İngiliz Edebiyatı'nın Saray Soytarısı*: Oscar Wilde
Oscar Wilde'dan "Hayat nasıl yaşanır?" ya da "Hayat nasıl yaşanmaz?" üzerine bir ders: Hayatı.
"Ünlü olacağım, ünlü olamasam da kötü bir şekilde ünlü olacağım." diyen Oscar Wilde, ikisi de oldu. İngiliz Edebiyatı’ nın, hatta Viktorya Dönemi Britanya 'sının en ünlü isimlerinden biri de oldu, aşağılanıp, dalga geçilip hapse de girdi.

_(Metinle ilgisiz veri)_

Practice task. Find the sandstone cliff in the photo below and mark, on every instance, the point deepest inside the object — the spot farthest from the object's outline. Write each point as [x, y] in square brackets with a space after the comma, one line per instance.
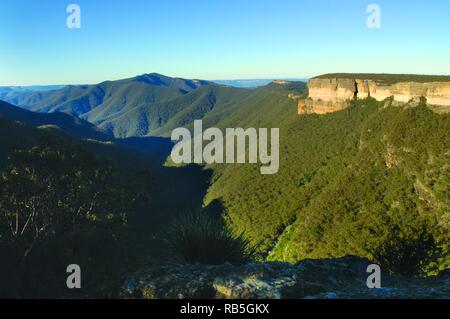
[328, 95]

İrlandalı bir editör olan ve Wilde'ı da yakından tanıyan Frank Harris 'in dediğine göre Oscar Wilde'ın hayatı “Yunan tragedyasını andıran bir tiyatro oyunuydu.” Ama Wilde'ın tragedyası klasik trajik hayat hikayeleri gibi doğuştan veya içine doğduğu aileden kaynaklı değildi. Aksine, çok varlıklı ve kültürlü bir ailenin çocuğuydu. Babası çok ünlü bir cerrahtı, annesi Jane Wilde ise bir şair ve çevirmendi.
9 yaşına kadar evde okutulan ve Fransız mürebbiyelerle dil öğrenerek büyüyen Oscar Wilde, sonrasında Kraliyet Okulu’na kaydoldu. Yani Oscar Wilde'ın hayatını ilginç yapan ailesi, doğduğu yer ya da büyüdüğü ortam değil bizzat Wilde'ın kendisi ve ikonik denilebilecek aristokratik yaşam biçimiydi. Okuldaki başarıları sayesinde Oxford'un en seçkin kolejlerinden birinden burs kazandı ve 20 yaşındayken İngiltere’ye gitti.
Ama Wilde, o kadar "herkesten farklı olma ve gözükme" çabasındaydı ki, ne kadar gizliden gizliye ders çalışsa da dışarıya karşı derslerini boşluyormuş gibi gözükür, diğer öğrencilerin aksine koleksiyonlar yapar ama gizliden gizliye ders çalışırdı.
Hatta o kadar iyi bir öğrenciydi ki o okuldan dereceyle mezun oldu.
Tatillerini Fransa, İtalya ve Yunanistan'da geçirdi ve okuldan mezun olduktan sonra bir burs kazandı ve Oxford'ta kalmak istedi ama kabul edilmedi.
Bu süreçte kaybettiği babasından kalan biraz mirasla yine de Londra'ya taşındı ama daha önce dediğimiz gibi farklılığı sevmesinin yanında Oscar Wilde oldukça lükse düşkün biriydi, her şeyin en güzelini ve kalitelisini bilir ve isterdi. Bu yüzden Londra'ya taşındıktan kısa bir süre sonra bu parayı bitirdi. Çünkü en lüks restoranlarda yemek yer, en lüks otellerde kalır, kıyafetlerini en iyi terzilere diktirirdi.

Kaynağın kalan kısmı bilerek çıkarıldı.